Thursday 28th January 1993 Morning surgery 09:00

My Dad looked put out when Phil Davies and Carol Crosby came in with Mrs Vaughan. Carol Crosby had brought in an extra chair from the waiting room. My Dad glanced at his appointment list. Mrs Vaughan had just booked a single slot at 9 o’clock. He frowned and cleared his throat.
“We’ve come about Mrs Bingham,” said Mrs Crosby.
“Oh, Mrs Bingham!” My Dad sounded relieved. “Listen! I am really sorry to have to tell you this but poor Mrs Bingham passed away in the early hours of this morning.”
“We know that. That’s why we’ve come.” said Mrs Vaughan. “Do you know where she died, Dr Dennis?”
“In the hospital?”
“Well, of course. Do you know where she died in the hospital?”
“I presume it was Ward 7.”
“Ward 5?”
“No. Mrs Bingham died on a trolley in the link corridor. She had been on the trolley since Dr Lewis sent her in on Monday afternoon.”
“It was an old trolley,” said Phil. “The cushions were really worn and hard. There was no pillow.”
“She couldn’t get comfortable.” Mrs Crosby added. “She kept shifting around.”
“There were 8 patients in the link corridor,” said Mrs Vaughan, “including Mrs Bingham. There was another elderly lady, Mrs Ripley, who was vomiting all night. There was a confused man who kept shouting. Another man was very breathless: he was sat up on his trolley, on oxygen.”
“It’s a disgrace!” said Mrs Crosby.
“It’s criminal negligence!” said Phil Davies. “You know, as much I hated my mother, Dr Dennis, I would never have wanted to see her die like Mrs Bingham, to see her go through that.”
“It is clearly inhumane,” said Mrs Vaughan.

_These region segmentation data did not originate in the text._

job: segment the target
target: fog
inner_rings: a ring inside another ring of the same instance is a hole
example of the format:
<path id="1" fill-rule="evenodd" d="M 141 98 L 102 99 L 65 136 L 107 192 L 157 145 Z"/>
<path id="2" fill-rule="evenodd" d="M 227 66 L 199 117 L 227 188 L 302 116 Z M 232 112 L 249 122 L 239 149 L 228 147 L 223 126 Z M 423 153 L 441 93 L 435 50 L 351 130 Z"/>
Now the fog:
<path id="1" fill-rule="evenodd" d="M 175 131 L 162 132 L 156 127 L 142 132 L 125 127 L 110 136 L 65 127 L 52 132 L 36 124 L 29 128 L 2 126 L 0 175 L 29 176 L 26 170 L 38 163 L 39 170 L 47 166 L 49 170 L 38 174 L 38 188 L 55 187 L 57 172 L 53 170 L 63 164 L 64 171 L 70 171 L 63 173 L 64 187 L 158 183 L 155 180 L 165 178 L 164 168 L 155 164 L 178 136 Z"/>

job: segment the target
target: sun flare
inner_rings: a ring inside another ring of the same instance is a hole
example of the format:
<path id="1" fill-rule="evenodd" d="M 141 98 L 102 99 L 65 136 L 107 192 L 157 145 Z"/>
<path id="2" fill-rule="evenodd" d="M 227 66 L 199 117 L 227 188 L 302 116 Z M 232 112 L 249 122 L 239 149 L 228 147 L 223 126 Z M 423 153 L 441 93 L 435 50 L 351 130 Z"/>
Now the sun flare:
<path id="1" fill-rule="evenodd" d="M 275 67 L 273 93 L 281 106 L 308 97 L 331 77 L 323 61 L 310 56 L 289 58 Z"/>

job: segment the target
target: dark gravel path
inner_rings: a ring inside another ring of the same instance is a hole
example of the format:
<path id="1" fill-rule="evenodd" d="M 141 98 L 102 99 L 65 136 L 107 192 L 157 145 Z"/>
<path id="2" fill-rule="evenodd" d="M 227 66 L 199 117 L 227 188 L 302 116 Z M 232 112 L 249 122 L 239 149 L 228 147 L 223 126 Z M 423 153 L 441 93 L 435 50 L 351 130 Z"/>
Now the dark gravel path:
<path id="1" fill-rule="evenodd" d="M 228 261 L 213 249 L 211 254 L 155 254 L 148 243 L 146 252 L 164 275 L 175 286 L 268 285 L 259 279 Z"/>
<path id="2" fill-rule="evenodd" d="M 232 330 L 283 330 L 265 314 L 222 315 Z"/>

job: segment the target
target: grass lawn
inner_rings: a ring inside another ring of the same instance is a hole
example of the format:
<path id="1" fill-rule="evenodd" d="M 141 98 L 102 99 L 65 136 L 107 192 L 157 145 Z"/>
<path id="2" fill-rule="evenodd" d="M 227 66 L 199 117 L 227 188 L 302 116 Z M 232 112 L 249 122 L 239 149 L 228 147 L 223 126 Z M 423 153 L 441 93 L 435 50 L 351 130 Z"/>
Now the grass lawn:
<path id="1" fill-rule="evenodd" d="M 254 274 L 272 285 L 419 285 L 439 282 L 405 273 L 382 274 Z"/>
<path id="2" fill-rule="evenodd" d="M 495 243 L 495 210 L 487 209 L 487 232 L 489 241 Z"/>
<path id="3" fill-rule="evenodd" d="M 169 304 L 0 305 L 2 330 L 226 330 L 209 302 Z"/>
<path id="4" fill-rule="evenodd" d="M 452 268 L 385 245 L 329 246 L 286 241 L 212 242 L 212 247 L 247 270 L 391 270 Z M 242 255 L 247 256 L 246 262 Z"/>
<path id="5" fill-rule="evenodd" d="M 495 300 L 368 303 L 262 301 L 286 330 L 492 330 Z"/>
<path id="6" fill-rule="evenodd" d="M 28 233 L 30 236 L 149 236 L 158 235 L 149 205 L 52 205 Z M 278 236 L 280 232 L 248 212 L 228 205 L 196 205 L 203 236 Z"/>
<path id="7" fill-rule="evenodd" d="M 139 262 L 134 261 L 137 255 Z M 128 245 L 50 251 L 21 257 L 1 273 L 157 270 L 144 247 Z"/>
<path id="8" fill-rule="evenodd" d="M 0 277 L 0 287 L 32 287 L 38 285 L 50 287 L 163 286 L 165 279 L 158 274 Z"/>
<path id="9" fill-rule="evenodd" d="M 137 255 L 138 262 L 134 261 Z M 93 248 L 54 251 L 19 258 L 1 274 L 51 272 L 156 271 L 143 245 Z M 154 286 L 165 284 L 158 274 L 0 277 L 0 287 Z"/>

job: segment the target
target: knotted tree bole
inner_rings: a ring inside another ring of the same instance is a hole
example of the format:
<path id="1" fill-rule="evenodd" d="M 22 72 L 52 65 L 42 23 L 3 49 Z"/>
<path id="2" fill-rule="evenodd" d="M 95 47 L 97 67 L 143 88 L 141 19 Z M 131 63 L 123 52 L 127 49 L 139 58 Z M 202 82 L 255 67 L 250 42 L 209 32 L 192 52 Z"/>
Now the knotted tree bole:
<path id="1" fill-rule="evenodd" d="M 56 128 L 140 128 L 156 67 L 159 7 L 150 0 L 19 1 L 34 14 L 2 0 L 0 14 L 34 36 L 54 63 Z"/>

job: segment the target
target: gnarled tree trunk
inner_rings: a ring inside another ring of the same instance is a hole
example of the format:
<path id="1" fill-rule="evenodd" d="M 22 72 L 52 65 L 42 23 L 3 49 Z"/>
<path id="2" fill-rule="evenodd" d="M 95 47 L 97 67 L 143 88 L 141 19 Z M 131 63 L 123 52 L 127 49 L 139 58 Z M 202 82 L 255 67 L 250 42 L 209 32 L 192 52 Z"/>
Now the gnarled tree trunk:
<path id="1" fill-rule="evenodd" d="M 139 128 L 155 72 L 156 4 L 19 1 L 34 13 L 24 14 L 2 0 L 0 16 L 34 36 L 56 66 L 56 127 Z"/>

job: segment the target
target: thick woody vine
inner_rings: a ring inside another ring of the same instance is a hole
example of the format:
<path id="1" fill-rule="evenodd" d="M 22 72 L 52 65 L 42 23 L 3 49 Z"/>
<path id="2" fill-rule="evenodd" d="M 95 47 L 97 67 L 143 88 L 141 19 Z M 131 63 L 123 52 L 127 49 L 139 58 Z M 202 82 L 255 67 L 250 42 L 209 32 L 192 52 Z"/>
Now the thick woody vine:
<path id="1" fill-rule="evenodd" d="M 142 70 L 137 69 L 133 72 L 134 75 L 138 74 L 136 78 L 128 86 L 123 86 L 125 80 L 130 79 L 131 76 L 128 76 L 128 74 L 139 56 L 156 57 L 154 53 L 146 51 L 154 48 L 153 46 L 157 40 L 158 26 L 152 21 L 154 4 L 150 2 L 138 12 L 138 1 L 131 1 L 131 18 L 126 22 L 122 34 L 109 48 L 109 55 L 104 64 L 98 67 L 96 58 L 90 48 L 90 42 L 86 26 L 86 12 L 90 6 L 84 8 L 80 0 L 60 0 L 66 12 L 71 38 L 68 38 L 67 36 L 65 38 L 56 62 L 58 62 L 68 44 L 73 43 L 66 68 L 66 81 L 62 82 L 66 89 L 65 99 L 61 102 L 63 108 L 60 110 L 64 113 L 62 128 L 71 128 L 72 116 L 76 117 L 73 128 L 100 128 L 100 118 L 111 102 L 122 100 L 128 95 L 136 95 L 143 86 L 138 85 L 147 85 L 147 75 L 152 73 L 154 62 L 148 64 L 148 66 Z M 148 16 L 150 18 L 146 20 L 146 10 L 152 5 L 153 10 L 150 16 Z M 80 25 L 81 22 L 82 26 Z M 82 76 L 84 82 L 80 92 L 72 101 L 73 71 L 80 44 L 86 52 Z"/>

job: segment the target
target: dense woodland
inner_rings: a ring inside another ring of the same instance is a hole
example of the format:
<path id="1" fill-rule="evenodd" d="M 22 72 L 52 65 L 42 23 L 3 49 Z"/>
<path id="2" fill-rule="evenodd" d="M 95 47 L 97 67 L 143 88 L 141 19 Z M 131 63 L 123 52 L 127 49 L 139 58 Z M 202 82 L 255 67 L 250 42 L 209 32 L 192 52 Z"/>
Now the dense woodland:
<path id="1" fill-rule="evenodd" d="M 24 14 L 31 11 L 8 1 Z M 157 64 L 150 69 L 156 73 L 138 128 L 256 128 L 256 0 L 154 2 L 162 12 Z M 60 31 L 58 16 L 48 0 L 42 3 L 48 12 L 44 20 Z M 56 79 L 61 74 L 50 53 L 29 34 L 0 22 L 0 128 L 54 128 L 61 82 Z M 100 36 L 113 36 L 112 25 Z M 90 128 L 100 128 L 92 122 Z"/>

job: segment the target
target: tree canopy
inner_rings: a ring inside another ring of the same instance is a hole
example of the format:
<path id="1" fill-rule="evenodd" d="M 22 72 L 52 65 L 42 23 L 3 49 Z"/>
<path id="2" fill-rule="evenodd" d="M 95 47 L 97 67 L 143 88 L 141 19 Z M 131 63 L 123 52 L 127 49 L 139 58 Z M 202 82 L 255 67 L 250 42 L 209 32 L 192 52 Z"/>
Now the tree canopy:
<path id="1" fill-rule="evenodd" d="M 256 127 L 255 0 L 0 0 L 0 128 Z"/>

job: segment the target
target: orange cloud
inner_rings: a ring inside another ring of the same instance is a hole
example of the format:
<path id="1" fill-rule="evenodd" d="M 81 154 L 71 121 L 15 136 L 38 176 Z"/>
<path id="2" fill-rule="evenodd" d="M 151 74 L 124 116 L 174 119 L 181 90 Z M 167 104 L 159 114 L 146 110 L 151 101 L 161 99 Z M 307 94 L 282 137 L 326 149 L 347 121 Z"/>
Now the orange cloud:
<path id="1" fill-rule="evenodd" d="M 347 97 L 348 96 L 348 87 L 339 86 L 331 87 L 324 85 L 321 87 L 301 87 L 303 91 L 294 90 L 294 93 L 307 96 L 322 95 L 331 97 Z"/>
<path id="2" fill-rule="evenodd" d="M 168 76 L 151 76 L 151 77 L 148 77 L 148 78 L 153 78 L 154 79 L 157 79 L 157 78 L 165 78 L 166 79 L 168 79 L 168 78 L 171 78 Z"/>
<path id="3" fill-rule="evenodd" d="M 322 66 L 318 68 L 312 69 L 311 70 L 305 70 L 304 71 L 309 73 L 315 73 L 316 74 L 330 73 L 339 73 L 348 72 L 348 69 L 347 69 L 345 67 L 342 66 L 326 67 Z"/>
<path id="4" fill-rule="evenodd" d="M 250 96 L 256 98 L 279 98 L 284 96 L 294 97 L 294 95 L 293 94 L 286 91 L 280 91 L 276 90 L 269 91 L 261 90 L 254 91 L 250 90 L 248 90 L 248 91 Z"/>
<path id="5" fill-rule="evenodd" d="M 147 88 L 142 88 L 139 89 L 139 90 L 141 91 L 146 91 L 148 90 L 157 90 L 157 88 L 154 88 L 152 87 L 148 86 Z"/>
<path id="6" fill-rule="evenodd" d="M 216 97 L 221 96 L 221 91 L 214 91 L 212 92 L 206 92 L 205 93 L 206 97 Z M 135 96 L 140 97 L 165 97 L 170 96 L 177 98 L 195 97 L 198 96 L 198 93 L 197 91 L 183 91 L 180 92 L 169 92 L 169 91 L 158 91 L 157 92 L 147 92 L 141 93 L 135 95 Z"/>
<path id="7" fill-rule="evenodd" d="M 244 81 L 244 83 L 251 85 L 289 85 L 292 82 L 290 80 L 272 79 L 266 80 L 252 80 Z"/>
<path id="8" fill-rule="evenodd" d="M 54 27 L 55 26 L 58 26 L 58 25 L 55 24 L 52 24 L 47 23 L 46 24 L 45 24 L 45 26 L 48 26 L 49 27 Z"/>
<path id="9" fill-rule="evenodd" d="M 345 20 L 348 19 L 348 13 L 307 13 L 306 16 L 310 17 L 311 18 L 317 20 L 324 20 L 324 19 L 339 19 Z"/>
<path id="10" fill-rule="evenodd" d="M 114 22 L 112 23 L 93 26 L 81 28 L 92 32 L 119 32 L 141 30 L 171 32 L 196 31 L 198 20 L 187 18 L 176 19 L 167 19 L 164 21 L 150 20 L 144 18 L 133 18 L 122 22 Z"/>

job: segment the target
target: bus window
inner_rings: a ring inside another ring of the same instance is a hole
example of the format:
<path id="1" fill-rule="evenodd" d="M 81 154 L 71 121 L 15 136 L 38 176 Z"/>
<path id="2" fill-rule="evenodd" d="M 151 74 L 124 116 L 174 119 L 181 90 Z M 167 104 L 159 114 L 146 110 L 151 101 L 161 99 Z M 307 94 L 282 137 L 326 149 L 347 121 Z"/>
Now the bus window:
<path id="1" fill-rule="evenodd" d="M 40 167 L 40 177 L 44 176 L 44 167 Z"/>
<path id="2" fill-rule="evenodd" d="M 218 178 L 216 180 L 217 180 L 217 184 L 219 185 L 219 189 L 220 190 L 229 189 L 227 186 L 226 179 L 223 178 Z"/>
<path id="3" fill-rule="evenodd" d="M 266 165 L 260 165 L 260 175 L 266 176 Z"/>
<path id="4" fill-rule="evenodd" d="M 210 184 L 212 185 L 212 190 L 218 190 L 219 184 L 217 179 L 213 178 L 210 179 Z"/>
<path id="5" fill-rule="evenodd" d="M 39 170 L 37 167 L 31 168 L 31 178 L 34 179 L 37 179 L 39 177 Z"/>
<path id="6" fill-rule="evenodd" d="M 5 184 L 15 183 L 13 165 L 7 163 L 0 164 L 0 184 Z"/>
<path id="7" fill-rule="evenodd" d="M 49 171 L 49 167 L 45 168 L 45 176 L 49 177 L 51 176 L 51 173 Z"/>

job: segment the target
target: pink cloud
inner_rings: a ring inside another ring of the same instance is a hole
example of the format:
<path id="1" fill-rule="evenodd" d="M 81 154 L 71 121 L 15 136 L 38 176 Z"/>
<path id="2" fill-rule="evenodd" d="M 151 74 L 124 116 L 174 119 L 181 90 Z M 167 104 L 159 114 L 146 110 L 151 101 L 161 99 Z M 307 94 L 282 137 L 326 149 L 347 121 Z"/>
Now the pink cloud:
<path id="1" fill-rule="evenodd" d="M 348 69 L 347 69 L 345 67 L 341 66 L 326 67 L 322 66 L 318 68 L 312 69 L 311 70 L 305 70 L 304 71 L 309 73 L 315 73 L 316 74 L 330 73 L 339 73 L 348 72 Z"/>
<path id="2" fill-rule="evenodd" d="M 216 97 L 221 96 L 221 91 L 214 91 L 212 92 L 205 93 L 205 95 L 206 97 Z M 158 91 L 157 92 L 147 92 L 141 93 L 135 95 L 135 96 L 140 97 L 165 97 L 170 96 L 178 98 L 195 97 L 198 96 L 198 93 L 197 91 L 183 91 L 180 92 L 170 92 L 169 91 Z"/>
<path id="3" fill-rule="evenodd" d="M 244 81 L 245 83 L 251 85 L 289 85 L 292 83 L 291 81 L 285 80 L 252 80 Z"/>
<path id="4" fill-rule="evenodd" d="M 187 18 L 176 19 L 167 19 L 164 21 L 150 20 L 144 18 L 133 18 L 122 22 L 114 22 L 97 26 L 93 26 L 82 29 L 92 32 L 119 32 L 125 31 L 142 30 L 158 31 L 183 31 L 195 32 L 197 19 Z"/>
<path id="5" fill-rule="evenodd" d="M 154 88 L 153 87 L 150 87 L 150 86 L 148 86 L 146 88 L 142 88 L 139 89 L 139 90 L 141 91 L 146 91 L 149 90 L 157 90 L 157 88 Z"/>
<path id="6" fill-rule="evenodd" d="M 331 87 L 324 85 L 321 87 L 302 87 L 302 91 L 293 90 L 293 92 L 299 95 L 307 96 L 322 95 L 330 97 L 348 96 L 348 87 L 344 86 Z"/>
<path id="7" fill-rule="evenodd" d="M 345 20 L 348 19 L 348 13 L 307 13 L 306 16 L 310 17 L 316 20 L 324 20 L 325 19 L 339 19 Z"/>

“Mrs Bingham was in a lot of pain. When the doctor came to see her, he thought she had an inflamed pancreas: pancreatitis. He took bloods. He said he was coming back but he never did. I don’t imagine he had time. There were patients stacked up everywhere. The nurse came and gave Mrs Bingham a painkilling injection at midnight.”
“It was only because I told her what I thought,” said Phil. “No one would have come otherwise. The nurses were rushing around all over the place.”
“Yes, Mr Davies insisted,” said Mrs Crosby.
“We realised that she was going to die by then,” said Mrs Vaughan. “Her breathing was very shallow and irregular. She was trembling. Her hands were blue and cold. She was hardly responsive.”
“She seemed more comfortable after the injection,” continued Mrs Crosby. “She drifted off to sleep.”
“She stopped breathing at 6 o’clock this morning,” said Phil. “That was it, then. They did not try to resuscitate her.”
“They didn’t know she’d died until you went to tell them, Phil.”
“Another lady on the corridor died at 7 o’clock. She had had a very big stroke. I don’t think they could have done anything for her.”
“Listen,” my Dad said. “I am sorry. These things do happen. At certain times, the hospital can get extremely busy.”
“At certain times! What are you talking about, Dr Dennis?” Phil Davies glared. “There are never any beds. We’ve had enough of it. We want beds.”
“You don’t look ill,” said my Dad.
“Not, now! But, if we need to go to hospital, we all want beds.”
“I can hardly ask them to reserve 3 beds in case you are ill.”
“We are not just talking about us, Dr Dennis. We want beds for every patient.”
“I would really like to help but it is nothing to do with me. You will need to contact the Secretary of State for Health.”
“The Secretary of State for Health!” Phil looked astounded. “Don’t be ridiculous! He won’t take any notice.”
“Well, I can’t help.”
“We are your patients, Dr Dennis. You have a moral responsibility to make sure that there are proper facilities for us when we are ill.”
My Dad took a big breath.
“How often has Mrs Bingham come to see you over the years?”
“I can’t remember.”
“How often?”
“Hardly ever. Maybe, 4 or 5 times apart from when she had the children.”
“Had she ever been to hospital?”
“Never? Are you sure?”
“I am sure. She had never been to hospital.”
“She had worked all her life hadn’t she?”
My Dad nodded.
“So, she’d made her contribution to the National Health Service?”
“Then, the first and only time she need the hospital, they couldn’t look after her. They didn’t have a bed. She died on an old trolley in a dark corridor. Is that acceptable?”
My Dad did not know what to say.

“We want beds . . . beds for every patient!”
“We want beds . . . beds for every patient!”
“We want beds . . . beds for every patient!”

We want beds . . . beds for every patient!